La vida continuó su curso, y al cabo de nueve meses exactos después de la noche del bosque, la casa de la familia se llenó con los llantos de una criatura recién nacida. Una partera había ayudado en el parto a la joven. El padre había estado en todo momento junto a ella, muestra del apoyo que le ofrecía y del afecto que le tenía. Pero cuando el niño nació, una oscuridad siniestra cubrió las vidas de aquella casa. Aquel niño había nacido con el cuerpo totalmente cubierto de pelo negro, y unas pequeñas uñas puntiagudas y afiladas terminaban por acabar el aspecto terrorífico que tenía. Desde el bosque se había oído un aullido profundo y lejano, fuerte y lleno de melancolía. Todos, partera, el padre y la joven se asustaron.

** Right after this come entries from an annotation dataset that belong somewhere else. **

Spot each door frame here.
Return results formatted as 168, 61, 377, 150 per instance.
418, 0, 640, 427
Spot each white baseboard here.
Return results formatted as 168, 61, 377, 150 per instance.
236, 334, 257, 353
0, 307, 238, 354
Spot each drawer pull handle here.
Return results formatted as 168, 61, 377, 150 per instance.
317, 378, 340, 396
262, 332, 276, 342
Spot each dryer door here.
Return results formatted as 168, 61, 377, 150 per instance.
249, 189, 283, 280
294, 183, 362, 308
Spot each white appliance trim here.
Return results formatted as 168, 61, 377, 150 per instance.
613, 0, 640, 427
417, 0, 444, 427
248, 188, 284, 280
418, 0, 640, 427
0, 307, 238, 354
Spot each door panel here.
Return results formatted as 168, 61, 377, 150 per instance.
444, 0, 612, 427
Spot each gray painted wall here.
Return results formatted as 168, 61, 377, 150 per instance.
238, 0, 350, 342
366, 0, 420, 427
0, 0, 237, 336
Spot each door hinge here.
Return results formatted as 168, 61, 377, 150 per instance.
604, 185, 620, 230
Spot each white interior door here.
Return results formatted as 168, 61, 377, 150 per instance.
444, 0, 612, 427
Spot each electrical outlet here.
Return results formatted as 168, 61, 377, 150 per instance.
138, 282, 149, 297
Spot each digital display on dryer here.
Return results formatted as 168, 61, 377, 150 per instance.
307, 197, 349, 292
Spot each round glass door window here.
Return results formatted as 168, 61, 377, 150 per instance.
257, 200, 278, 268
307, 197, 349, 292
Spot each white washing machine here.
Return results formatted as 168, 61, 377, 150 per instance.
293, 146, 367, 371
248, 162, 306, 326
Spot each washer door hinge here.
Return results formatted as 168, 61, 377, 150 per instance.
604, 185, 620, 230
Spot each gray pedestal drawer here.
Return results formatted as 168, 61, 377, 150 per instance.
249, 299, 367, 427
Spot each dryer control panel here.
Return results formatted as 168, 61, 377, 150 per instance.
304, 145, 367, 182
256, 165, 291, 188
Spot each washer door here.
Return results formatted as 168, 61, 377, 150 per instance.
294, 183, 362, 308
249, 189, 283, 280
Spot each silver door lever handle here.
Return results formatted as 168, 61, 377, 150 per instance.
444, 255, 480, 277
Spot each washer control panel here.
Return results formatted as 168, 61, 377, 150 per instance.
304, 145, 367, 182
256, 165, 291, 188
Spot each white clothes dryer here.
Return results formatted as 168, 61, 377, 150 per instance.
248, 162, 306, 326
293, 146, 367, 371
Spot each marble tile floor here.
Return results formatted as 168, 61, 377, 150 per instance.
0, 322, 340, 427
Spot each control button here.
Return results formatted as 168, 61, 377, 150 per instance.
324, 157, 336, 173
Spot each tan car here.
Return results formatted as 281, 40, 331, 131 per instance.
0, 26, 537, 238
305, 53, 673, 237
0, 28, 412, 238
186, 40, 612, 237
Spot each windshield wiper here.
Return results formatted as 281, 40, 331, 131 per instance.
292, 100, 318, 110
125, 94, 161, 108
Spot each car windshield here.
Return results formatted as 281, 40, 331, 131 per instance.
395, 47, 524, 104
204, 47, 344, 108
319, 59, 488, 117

Después del parto, la anciana mujer que ayudó a la joven chica, algo asustada por lo que había contemplado, se marchó, despidiéndose apresuradamente de la familia. Padre e hija se quedaron solos y fue entonces cuando ella le contó a su padre lo que había recordado aquel día, ahora lejano, en el mercado. De nuevo el temor se apoderó de la casa. No durmieron mucho aquella noche. El niño berreaba casi todo el tiempo. Desde aquel día, todo el pueblo miró con malos ojos a los tres miembros de aquella familia. Ésta intentaba vivir con total normalidad, pues el niño tomó forma de un niño normal y corriente al día siguiente del parto. Miembros pequeños y regordetes, el pelo oscuro, la piel pálida, y unos ojos maravillosos, del color del cielo, pero de un tono dorado cuando la luz incidía sobre ellos. Y cada mes después del parto, cuando la luna brillaba completa en le bóveda nocturna, el niño volvía a estar lleno de pelo y con garras en lugar de uñas, confirmando el temor del abuelo de aquella criatura y el de su madre, que vivía ahora llena de temor por él y por su padre, pues en el pueblo cada ve los trataban con mayor hostilidad.

Así pasó el tiempo, hasta que aquel niño cumplió diez años. Se habían mudado de pueblo, y eso no era todo, si no que el hombre que una noche tomó a la que ahora se había convertido en madre, y el mismo que la había hecho recordar en el mercado, ese mismo hombre que trabajaba con su propio padre constantemente viajando, se había presentado en la casa de la familia, y les había explicado lo que pasó. Les dijo qué era, y la familia no se asustó, les dijo qué había hecho, y la familia, llena de compasión por él, le había perdonado. Y la muchacha, llena de afecto hacia él, le había perdonado sinceramente y de corazón. Y entonces, cuando el niño sólo tenía un año, sus padres se casaron, y juntos, junto con el abuelo, se trasladaron a otro pueblo, más pequeño, junto a unas grandes montañas repletas de osos lobos, cubiertas por un bosque extenso y profundo. Lo hicieron así por la seguridad del niño, por la seguridad del padre de la criatura, para que tuviera dónde estar las noches de luna llena, y lo hiciera así por la seguridad del abuelo y su hija, porque si se hubieran quedado en su pueblo natal, tarde o temprano los habrían acosado tanto que incluso sus vidas estarían en peligro.